Regression to the mean and parallel RCTs

Dear all,

I always thought that RTM was addressed by study design (RCTs) rather than statistical modeling. However this post from Solomon made me wonder about this. Is it possible to say which is more influential here (design or statistic/covariate)?

I also presume that the answer may vary depending on eligibility criteria (thresholds for inclusion) and that would be why Harrel states that RMANOVA should not be used in such cases. I also presume it would be extended to ANOVA of delta changes.

Thank you.

1 Like

Keep in mind that the broader context for these discussions is the situation where there are large chance imbalances between the groups in the outcome measured at baseline. When that happens, the estimated treatment effect you get from your particular dataset will be misleading unless you adjust for baseline outcome. There is a mistaken belief that analyzing change scores will “account” for baseline differences in some way similar to ANCOVA-style adjustment. The point being made in Solomon’s post and the linked references is that no, change scores do not account for baseline differences in the same way that adjusting for baseline does.


And change from baseline is ruined by regression to the mean whereas baseline adjusted raw responses are not.


Thank you.

On that note, in a scenario where there is one baseline and one follow-up measurements, would it be inherently wrong to analyze RMANOVA also with baseline covariate or change scores with baseline covariate?

Note that my question is not if those would be ideal, but rather if they are ok.

Thank you.

What do you mean by RMANOVA? Repeated measures ANOVA? With only one follow-up measurement you don’t really have repeated measures.

Edit: if you mean treat the baseline measurement as an outcome too and look at the time x treatment term, I don’t see how you’d do that while also including the baseline as a covariate.
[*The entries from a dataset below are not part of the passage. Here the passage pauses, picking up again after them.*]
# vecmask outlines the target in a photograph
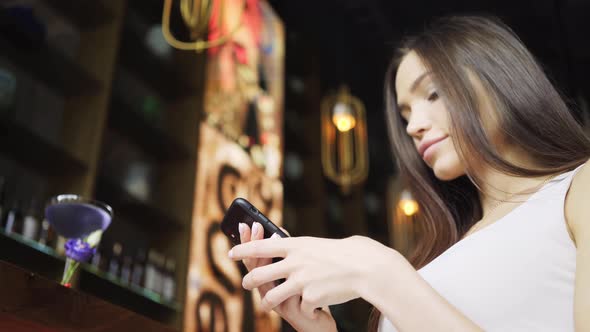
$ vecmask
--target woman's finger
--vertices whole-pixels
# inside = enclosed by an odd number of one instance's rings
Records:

Yes, I meant Repeated measures ANOVA. In my field still is the most employed technique with one baseline and one follow-up. :sweat_smile:

As for delta changes + baseline as a covariate, there would be no problem? This yields the same result as ANCOVA.


Repeated measures ANOVA has been considered obsolete by statisticians for a couple of decades :slight_smile:


This paper from almost 50 years ago, though itself partly obsolete, shows that (some) psychometricians were questioning RMANOVA for this design much longer ago.


Huck, S. W., & McLean, R. A. (1975). Using a repeated measures ANOVA to analyze the data from a pretest-posttest design: A potentially confusing task. Psychological Bulletin, 82(4), 511–518.


The pretest-posttest control group design (or an extension of it) is a highly prestigious experimental design. A popular analytic strategy involves subjecting the data provided by this design to a repeated measures analysis of variance (ANOVA). Unfortunately, the statistical results yielded by this type of analysis can easily be misinterpreted, since the score model underlying the analysis is not correct. Examples from recently published articles are used to demonstrate that this statistical procedure has led to (a) incorrect statements regarding treatment effects, (b) completely redundant reanalyses of the same data, and (c) problems with respect to post hoc investigations. 2 alternative strategies-gain scores and covariance-are discussed and compared.

1 Like

I remember reading that article in peak quarantine (2020) and getting crazy for it having more than 40 years, but looking like it was talking directly to me and explaining several of doubts that I had. :sweat_smile:

Dear Professor @f2harrell,
I’ve been trying to come up with some demonstration of the regression to the mean phenomenon.
This is my code (the plot is attached):

reps <- 50
df <- matrix(NA, nrow = reps, ncol = 1)
for(i in 1:reps){
x <- round(rnorm(100, 50, 20) + rnorm(100, 0, 10))
df[i, ] <- mean(x)

Does this look good enough?
I mean, is there a better way to demonstrate regression to the mean?

There are two ways: this and simulating a selection problem, e.g., simulate baseline and follow-up (correlated with baseline) measurements for 100 subjects. Take the 30 subjects with the lowest baseline values. For the same subjects compute their mean follow-up value and compare them to the true means.

Hello FurlanLeo,

I had a stab at coding using R a while ago for a better understanding of a related topic. I hope the following is helpful, see

1 Like

Dear Professor @f2harrell, thank you for your suggestions.

I went for the second way:

I simulated 2 diastolic blood pressure (dbp) measurements for 1000 subjects.

  • Mean dbp at Measurement 1 = 80

  • Correlation between Measurements 1 and 2 = 0.8


Then I compared the 2 Means with a paired t-test:

t = -0.48933, df = 999, p-value = 0.6247
alternative hypothesis: true mean difference is not equal to 0
95 percent confidence interval:
-0.3877248 0.2329537
sample estimates:
mean difference

And then I selected those subjects with dbp > 90 at Measurement 1 (N=100) and compared their 2 Means:

t = 4.8716, df = 99, p-value = 4.207e-06
alternative hypothesis: true mean difference is not equal to 0
95 percent confidence interval:
1.408993 3.345554
sample estimates:
mean difference

1 Like

Hi @eamj,

Thank you for this very interesting resource!